Luego le sigue acompañando en silencio mientras hace croché, porque él dice que
no sabe estar solo si no está acompañado. Echan las cortinas y entonces la casa
se queda en penumbra y se llena aún más de un olor mohoso y viciado.
Al final de
la tarde a Don Anselmo le gusta escuchar sus viejos discos de pasodobles toreros, y juega a dirigir la
banda haciendo volar sus cartas con destreza al ritmo de la música, y corea los
olés con entusiasmo. Y rememora aquellas corridas de las Fiestas de Mayo, El
Cordobés, Antonio Ordóñez, los Peralta, y los locales, Currito de Las
Caletillas, el gran Pedrucho, qué tardes gloriosas, siempre vivas en su
memoria.
Ya de noche,
a las once en punto, sale de casa vestido como un caballero, toma un taxi y se va al Casino a trabajar. Allí juega a
las cartas hasta casi el amanecer como jugador profesional de póker. Quienes le
han visto jugar dicen que se toma muy en serio su trabajo, es capaz de agotar
la paciencia de sus contrarios, los desespera impasible mientras amontona
apuestas o mantiene un farol. Cuando llega de trabajar, o sea de jugar, ya
amanece, y su hermana le sirve la cena mientras ella desayuna. Luego él se
duerme hasta las dos de la tarde y cuando despierta desayuna mientras su
hermana almuerza. Y por la noche cuando se va al Casino a jugar, o sea a
trabajar, almuerza mientras su hermana cena.
Dicen que
Don Anselmo detesta a los maricones, que cada vez que se los nombran, o ve a
uno, sea en la tele o en la calle, se pone enfermo.

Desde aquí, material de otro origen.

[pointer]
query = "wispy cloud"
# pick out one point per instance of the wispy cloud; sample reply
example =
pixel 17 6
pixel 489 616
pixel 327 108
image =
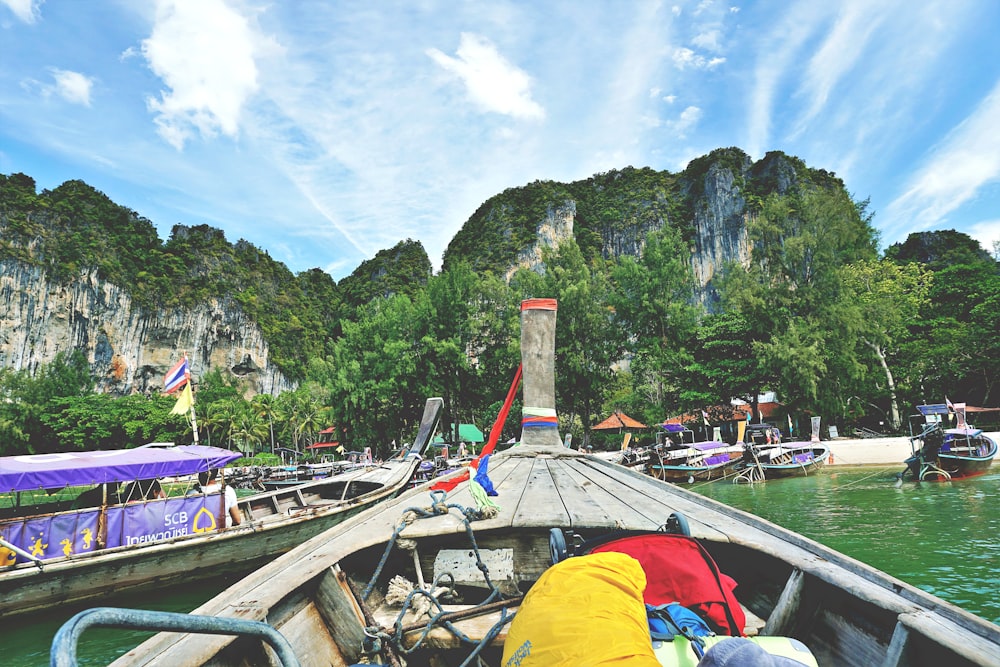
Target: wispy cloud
pixel 205 53
pixel 777 55
pixel 72 86
pixel 955 171
pixel 492 82
pixel 685 58
pixel 855 25
pixel 28 11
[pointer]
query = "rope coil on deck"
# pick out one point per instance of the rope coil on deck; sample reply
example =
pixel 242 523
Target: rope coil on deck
pixel 431 599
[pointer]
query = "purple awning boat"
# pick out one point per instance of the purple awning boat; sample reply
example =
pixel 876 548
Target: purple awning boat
pixel 54 471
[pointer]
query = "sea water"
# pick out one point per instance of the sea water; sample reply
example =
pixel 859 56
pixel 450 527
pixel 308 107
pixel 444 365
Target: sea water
pixel 942 537
pixel 26 642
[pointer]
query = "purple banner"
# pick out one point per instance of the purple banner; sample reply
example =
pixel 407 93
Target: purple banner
pixel 55 471
pixel 70 533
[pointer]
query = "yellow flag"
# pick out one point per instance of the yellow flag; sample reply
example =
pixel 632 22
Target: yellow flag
pixel 184 401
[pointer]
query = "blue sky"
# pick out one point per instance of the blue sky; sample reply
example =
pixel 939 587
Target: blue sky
pixel 324 132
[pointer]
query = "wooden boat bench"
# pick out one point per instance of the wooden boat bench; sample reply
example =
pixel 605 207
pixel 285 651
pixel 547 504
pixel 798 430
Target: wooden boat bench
pixel 474 627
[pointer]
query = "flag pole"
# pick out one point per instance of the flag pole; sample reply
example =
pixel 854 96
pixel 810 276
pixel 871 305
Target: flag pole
pixel 194 421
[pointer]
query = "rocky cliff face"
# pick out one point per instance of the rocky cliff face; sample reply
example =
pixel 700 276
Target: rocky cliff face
pixel 720 227
pixel 720 223
pixel 129 349
pixel 556 227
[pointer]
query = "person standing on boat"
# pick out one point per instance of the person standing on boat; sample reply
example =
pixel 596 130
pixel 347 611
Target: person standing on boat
pixel 208 481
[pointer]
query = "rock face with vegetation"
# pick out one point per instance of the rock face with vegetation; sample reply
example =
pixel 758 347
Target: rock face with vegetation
pixel 129 347
pixel 611 214
pixel 80 272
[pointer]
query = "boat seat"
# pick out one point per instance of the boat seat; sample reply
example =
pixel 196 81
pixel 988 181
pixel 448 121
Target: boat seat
pixel 475 627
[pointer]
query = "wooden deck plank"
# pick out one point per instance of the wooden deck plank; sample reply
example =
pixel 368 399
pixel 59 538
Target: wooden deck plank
pixel 590 504
pixel 657 500
pixel 545 507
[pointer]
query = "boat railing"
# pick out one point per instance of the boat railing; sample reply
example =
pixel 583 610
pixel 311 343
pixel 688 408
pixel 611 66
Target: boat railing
pixel 63 652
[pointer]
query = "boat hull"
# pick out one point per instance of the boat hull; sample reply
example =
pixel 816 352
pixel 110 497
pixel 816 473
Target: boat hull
pixel 278 521
pixel 783 461
pixel 846 612
pixel 950 465
pixel 686 473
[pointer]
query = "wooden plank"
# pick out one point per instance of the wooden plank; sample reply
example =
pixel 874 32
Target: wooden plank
pixel 780 621
pixel 310 640
pixel 341 612
pixel 897 646
pixel 545 507
pixel 592 504
pixel 656 499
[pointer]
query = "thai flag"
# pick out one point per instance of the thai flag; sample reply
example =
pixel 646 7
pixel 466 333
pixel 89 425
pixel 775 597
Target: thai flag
pixel 176 377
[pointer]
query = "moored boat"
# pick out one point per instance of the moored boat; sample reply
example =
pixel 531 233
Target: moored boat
pixel 690 461
pixel 148 543
pixel 351 594
pixel 784 459
pixel 944 454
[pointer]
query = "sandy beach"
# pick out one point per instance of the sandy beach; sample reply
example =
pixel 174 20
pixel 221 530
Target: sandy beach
pixel 874 451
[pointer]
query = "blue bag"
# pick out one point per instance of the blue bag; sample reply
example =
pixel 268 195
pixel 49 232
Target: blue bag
pixel 666 621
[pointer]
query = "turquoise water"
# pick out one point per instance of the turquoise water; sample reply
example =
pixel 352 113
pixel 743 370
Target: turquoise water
pixel 942 537
pixel 26 643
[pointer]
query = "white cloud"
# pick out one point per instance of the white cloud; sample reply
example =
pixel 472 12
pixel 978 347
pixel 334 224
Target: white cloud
pixel 72 86
pixel 205 53
pixel 778 55
pixel 492 82
pixel 710 39
pixel 688 119
pixel 966 161
pixel 842 48
pixel 685 58
pixel 28 11
pixel 988 234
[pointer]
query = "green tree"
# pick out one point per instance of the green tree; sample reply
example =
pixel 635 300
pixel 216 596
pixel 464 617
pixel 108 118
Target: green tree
pixel 802 323
pixel 890 297
pixel 654 303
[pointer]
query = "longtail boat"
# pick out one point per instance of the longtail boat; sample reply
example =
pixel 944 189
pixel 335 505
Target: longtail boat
pixel 943 454
pixel 446 573
pixel 56 554
pixel 688 461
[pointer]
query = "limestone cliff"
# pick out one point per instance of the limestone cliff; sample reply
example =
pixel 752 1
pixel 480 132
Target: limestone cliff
pixel 611 214
pixel 129 347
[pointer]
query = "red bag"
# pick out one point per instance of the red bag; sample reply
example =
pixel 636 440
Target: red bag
pixel 678 569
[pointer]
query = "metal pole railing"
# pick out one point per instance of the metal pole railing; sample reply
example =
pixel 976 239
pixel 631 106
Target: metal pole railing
pixel 63 653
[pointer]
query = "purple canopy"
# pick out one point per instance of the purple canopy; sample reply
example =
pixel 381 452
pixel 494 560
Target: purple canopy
pixel 54 471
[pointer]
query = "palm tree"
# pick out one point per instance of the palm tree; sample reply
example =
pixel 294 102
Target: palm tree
pixel 265 406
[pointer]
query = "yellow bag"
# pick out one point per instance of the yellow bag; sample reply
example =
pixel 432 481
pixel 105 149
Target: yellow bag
pixel 583 611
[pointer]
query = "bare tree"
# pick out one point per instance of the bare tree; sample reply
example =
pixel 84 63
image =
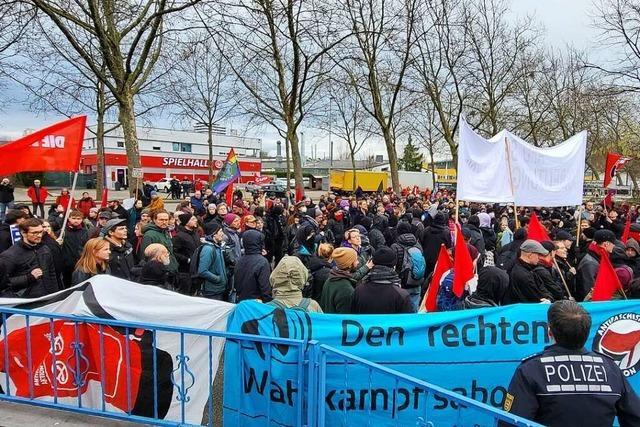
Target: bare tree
pixel 201 86
pixel 377 60
pixel 128 40
pixel 278 51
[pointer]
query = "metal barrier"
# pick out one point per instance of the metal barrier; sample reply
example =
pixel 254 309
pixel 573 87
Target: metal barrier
pixel 120 370
pixel 386 388
pixel 51 360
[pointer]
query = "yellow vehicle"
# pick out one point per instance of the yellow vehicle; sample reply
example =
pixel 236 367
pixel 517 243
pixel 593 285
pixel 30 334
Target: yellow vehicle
pixel 342 181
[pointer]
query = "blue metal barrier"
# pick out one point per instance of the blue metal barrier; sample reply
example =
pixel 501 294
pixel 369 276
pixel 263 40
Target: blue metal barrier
pixel 80 350
pixel 394 384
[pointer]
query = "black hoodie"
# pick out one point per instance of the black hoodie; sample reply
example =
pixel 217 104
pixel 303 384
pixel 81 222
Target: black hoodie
pixel 251 275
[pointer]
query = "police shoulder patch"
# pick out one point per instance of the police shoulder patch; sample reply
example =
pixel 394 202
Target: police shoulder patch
pixel 508 401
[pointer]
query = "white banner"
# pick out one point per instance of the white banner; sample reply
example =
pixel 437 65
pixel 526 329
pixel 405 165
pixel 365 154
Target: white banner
pixel 107 351
pixel 552 176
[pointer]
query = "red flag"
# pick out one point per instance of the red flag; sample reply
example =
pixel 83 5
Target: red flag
pixel 443 265
pixel 627 229
pixel 105 197
pixel 229 195
pixel 462 264
pixel 614 163
pixel 54 148
pixel 607 281
pixel 536 230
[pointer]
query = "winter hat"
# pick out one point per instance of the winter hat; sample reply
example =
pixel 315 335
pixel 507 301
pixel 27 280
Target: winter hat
pixel 344 258
pixel 625 275
pixel 485 219
pixel 229 218
pixel 184 219
pixel 403 228
pixel 211 228
pixel 384 255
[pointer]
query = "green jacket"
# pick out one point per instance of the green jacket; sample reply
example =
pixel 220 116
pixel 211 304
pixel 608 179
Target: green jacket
pixel 337 292
pixel 154 234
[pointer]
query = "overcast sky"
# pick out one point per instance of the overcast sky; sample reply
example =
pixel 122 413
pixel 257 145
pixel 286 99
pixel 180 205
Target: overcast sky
pixel 567 22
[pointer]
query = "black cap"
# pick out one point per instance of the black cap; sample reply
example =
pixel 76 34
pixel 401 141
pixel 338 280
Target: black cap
pixel 384 255
pixel 602 236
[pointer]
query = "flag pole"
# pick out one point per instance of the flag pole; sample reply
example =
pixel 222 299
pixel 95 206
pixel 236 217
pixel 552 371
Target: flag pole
pixel 513 193
pixel 68 211
pixel 579 227
pixel 555 263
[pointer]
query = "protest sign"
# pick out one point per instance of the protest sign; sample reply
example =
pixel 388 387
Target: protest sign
pixel 472 352
pixel 549 176
pixel 118 364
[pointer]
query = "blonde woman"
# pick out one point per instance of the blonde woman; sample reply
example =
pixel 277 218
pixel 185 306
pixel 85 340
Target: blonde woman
pixel 93 260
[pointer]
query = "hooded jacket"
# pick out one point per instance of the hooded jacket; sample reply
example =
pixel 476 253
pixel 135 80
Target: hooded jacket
pixel 154 234
pixel 287 281
pixel 251 277
pixel 380 293
pixel 337 292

En una ocasión en que
paseaba por La Rambla, como siempre con su hermana, vio venir a un maricón
contoneándose, mírale, ahí viene uno de esos guarros reviéntaculos, deberían
fusilarlos a todos, pellejas de mierda...
El maricón
le oyó y se le quedó mirando, se acercó a Don Anselmo y le dijo, caramba, no te
acuerdas de mí?, hace algunos años ya... no vives aquí cerca en el Barrio de
Salamanca?, sí hombre, que tenías un salón con fotos de toreros, y una
habitación con una cama dorada y un gran rosario en la cabecera, yo nunca
olvido a un cliente, te acuerdas ahora?, no fue en esa cama donde me
desnudaste?.
Pero Anselmo
por Dios, qué dice este hombre, de qué lo conoces Anselmo?, preguntó angustiada
su hermana.
Cállate tú,
yo a este no le conozco de nada, te enteras?, de nada...
De nada?, no
se te refresca la memoria?, si la tenías tan chica que casi no te la encuentro,
ja ja ja ja...
Y tú maricón
de mierda, lárgate porque te mato, me oyes, te maaato, maricooón, me cago en tu
puta madre, maricooón...
Ay Dios mío
Anselmo, que te pierdes Anselmo, Anseelmooo...
La gente se
arremolinó a ver qué pasaba, pero Don Anselmo, rojo de ira, se negó a dar
explicaciones y desapareció con su hermana, mientras aquel hombre amanerado se
alejaba mirando atrás y sin dejar de sonreir con sus ojos burlones.
Su hermana
nunca más le habló de aquello y desde entonces viven como si jamás hubiera
pasado, casi en silencio y sin salir, salvo a las misas de siete y al Casino.
Dicen que
Don Anselmo tiene cara de póker porque nunca se sabe si es feliz o desgraciado,
qué está sintiendo o pensando, como si tuviera miedo a que le descubrieran un
buen juego, como si su vida fuera una deformación profesional.
Se sospecha
que puede haber amasado una pequeña fortuna, pero vive de forma tan austera
como un discreto jubilado, encerrado entre sus cuatro paredes, formando pareja
estable con su hermana, redonda, breve y de carnes pálidas como él, que hace
largas tiras de croché para acompañarle cada tarde, mientras él repite, como un
ritual, sus mejores olés dirigiendo la
orquesta.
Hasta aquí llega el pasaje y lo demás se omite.